Brexit ball is in EU’s court

23 August 2019
brexit

We’ve entered the Brexit endgame.

Deal or no deal, the United Kingdom will leave the European Union on October 31 — or so British Prime Minister Boris Johnson has repeated day in, day out since he moved into No. 10 Downing Street.

The effects of Britain’s exit will be largely negative — from welfare to the economy, jobs and investment. That will be especially true in a no-deal scenario, which would massively increase uncertainty and strengthen the recessionary forces already clearly visible in European and British economies.

This trajectory may yet be averted in the short term: Either by a law passed in the U.K. parliament to prevent Johnson's government pursuing no deal, or by the hiatus provided by a general election.

But the positions that have led to this impasse are likely to remain fixed. Both Johnson — by insisting that the so-called Brexit backstop be axed from the Withdrawal Agreement — and the EU — by insisting it will not change a single word in the agreement it negotiated with Theresa May — are increasing the likelihood of a messy exit.

This game of chicken will benefit no one in the long run.

We have a limited window of opportunity to avert a disaster and shouldn’t assume the U.K. government will come up with a credible solution in the little time it has left. The EU and European governments should take the initiative.

Both sides are keen to blame the other for the current impasse, but the truth is that both are responsible. The ball is as much in our court as it is in theirs.

To be sure, London didn’t make things easy. After the shock result of the 2016 Brexit vote, the British government got stuck in an institutional paralysis and was unable to come up with a coherent Brexit strategy that could achieve a majority in parliament. Despite Theresa May’s endless, often quite humiliating, pilgrimages to Brussels, the British political elite lost itself, and its country’s destiny, in aimless infighting and unproductive short-term tactical games. Few people, if anyone, seemed to grasp the seriousness of what was at stake.
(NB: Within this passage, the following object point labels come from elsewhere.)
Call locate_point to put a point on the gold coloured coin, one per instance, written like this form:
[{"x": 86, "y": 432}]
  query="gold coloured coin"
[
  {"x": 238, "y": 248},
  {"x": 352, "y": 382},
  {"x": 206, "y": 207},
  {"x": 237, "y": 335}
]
But it would be too easy to blame London for the tragedy unfolding now.

Countless times during my tenure as Belgium’s finance minister between 2014 and 2018, I heard officials talk of wanting to “punish the Brits.” Other countries toying with the idea of leaving the EU should be dissuaded from following in the U.K.’s footsteps, the thinking went.

Some government spokespeople were more explicit about this than others. Some of them even gave the impression they found a kind of cynical pleasure in this form of punishment. Getting rid of the contrarian British and giving them a firm kick in the butt, they felt, would be killing two birds with one stone.

While European officials also certainly made honest efforts to come to a good compromise with their British counterparts, this desire to make an example of the Brits was palpable in the positions taken by EU negotiators. And now this behavior is coming back at us like a boomerang.

The EU could never have made up for the U.K. government’s unpreparedness and its frivolous approach to these negotiations. But it could have been more open to creative solutions to solve disagreements on key points such as the backstop.

No deal is not only a bad outcome for the U.K., it will also have deeply negative effects for the EU, and especially for countries with strong trade and investment ties to the U.K. such as Belgium, the Netherlands and Denmark.

But what is most tragic about this turn of events is that it will ultimately be the citizens of the U.K. and the EU who pay the price of our collective political failure to come up with a reasonable deal.

Given the circumstances and the potential consequences, it’s now in everyone’s interest to find a constructive way forward — and it wouldn’t hurt the EU to go the extra mile and show some leniency at this crucial time.

Sometimes politics demands being tough as nails. Other times, it’s far more constructive to take a more moderate stance and seek out a compromise.

And when it comes to Brexit, the EU should be ready to take the latter route.

The world is uncertain enough already. Avoiding a no-deal Brexit will save Europe from a great deal of pain in the long term.

Opinion piece by European Member of Parliament Johan Van Overtveldt, published on 23 August on www.politico.eu.